В первых же ее строках авторы выдвигают тезис проходящий красной нитью через всю художественную критику эпохи: кубизм —это реализм. Этим определяется линия преемственности, которая послужит основой первого приема кубизма: «Чтобы оценить значение кубизма, следует вернуться к Гюставу Курбе»13. В свою очередь, это историческое родство подсказывает теоретическую парадигму—согласно которой живопись есть видение,—предоставляющую
В последней фразе указана нить, навсегда связывающая кубистскую теорию с мифическим, заветным происхождением: «предчувствие», рожденное «пониманием» Сезанна.
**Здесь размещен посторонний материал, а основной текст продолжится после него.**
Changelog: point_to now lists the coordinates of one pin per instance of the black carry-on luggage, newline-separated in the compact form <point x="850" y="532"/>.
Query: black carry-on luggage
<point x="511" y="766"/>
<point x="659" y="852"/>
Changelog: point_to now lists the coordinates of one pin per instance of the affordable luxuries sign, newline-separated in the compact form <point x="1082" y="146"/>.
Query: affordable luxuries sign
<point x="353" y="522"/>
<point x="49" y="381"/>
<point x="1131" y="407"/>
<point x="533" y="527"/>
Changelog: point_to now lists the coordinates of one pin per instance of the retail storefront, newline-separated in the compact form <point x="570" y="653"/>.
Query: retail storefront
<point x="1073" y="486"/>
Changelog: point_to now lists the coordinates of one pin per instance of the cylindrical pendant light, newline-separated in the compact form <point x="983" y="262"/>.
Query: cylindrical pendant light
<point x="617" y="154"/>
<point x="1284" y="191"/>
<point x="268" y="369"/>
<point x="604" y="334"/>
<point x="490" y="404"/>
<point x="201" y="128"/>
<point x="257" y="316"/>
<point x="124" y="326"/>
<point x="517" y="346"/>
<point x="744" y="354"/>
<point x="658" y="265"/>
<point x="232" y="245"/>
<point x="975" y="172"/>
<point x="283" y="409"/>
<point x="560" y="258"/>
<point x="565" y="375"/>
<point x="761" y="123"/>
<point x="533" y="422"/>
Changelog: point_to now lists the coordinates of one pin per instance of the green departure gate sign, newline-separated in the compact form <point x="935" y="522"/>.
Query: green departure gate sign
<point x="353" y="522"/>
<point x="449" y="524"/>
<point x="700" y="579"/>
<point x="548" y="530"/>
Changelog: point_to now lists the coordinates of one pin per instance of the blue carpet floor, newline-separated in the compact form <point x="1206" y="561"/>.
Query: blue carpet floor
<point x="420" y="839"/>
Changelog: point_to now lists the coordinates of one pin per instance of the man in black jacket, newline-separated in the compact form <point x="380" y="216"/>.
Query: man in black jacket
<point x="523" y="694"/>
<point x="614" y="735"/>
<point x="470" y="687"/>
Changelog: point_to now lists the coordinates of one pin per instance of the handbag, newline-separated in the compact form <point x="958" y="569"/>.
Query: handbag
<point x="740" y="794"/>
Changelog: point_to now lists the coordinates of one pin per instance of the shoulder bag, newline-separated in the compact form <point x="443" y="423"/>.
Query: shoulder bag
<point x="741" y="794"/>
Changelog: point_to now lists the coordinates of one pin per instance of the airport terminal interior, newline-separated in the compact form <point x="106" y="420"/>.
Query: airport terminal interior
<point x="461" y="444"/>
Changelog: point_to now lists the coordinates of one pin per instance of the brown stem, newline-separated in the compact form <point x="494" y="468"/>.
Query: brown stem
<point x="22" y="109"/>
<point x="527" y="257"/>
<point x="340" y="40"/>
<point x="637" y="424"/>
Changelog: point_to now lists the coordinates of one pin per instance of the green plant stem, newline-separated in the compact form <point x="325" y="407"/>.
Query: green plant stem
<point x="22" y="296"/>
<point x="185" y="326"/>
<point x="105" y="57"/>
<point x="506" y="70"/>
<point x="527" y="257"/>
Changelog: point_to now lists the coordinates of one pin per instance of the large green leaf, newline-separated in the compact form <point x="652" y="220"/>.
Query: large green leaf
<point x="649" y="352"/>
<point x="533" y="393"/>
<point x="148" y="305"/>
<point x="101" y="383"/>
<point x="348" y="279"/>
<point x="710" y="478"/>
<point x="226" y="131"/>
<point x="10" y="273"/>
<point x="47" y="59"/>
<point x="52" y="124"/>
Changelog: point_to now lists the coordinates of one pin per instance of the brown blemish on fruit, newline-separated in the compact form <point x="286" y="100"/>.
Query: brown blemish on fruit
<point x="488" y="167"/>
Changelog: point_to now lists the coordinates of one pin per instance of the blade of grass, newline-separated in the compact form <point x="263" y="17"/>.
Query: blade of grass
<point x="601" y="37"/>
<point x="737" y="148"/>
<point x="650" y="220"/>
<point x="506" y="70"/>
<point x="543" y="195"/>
Почему я говорю «мифическим»? Не потому, что Глез и Метценже так уж плохо понимают Сезанна сами. В конце концов, выводя из его творчества идею живописного пространства, соперничающего с пространством иллюзионистским, они довольно корректно выражают сделанное Сезанном в словах. Скорее уж потому, что тайна Сезанна вовсе не в этом и вообще невозможно живописать и теоретически обосновывать одну и ту же тайну одновременно. Да, живопись Сезанна порождает кубизм, который интерпретирует эту тайну живописными средствами. Но порождать в то же время теорию, которая разъясняла бы ее на словах, она не может. Даже у самих Глеза и Метценже — более теоретиков, чем живописцев, пишущих картины, которые по большому счету иллюстрируют их собственные тексты,—чувствуется разрыв между предчувствием, устремленным в будущее двигателем живописной практики, и пониманием —ретроспективным дискурсом, призванным ее обосновать.
В эпоху, о которой мы говорим, этот разрыв и обозначается именем Сезанна. Как и приписываемый ему «глубокий реализм», Сезанн упоминается не иначе, как во имя — и вместо — идущего процесса интерпретации его искусства. Вот почему все критики как один поют в унисон о кубизме как глубоком реализме, никак это выражение не разъясняя. Мишель Пюи говорит об «объективной истине», Оли-вье-Уркад — об «ощутимой истине», Александр Мер-серо —об «абсолютной истине наперекор кажущейся реальности». Но, сколько бы они ни подставляли «истину» на место «реальности», все равно это только слова, оставляющие нераскрытым противоречие, решающий характер которого чувствует — или предчувствует — эпоха: либо живопись, повинующаяся не столько созерцаемой вещи, сколько глазу, предается наслаждению «впечатления» или «ощущения», отвергает всякий реализм, утверждает самостоятельность картинной поверхности и погружается в декоративность; либо же она сохраняет повиновение природе, рискуя остаться преданной более или менее «фотографической» репродукции линий и красок и отказывается претендовать на что-либо, кроме механической, лишенной самостоятельности, передачи видимого. Как добиться того, чтобы живопись осуществляла обе эти возможности, ни одной из них не упуская? Как обосновать то, что историческая задача кубизма — сделать их если не совместимыми, то хотя бы неразделимыми в самой своей противоречивости? В таких или варьирующих эту же тему терминах кубизм в 1912 году «воспринимает» свою собственную тайну.
Чего это восприятие — за исключением, разве что, феноменологии зрения, которая начинает теоретическое развитие в это же время (Гуссерль), но о приложении которой к Сезанну и последующей живописи задумаются (например, Мерло-Понти) лишь намного позднее,—не замечает, так это что «сетчаточное» имеет почти одинаковую нагрузку на обоих полюсах оппозиции и что в сближении «ощущения» и «повторения» ради противопоставления им обоим истинного «пластического сознания» нет ни малейшего смысла. Откуда может взяться истина в живописи, если не из взгляда и новой концепции взгляда, обязывающей к пересмотру взаимоотношений между смотрящим субъектом и объектом смотрения?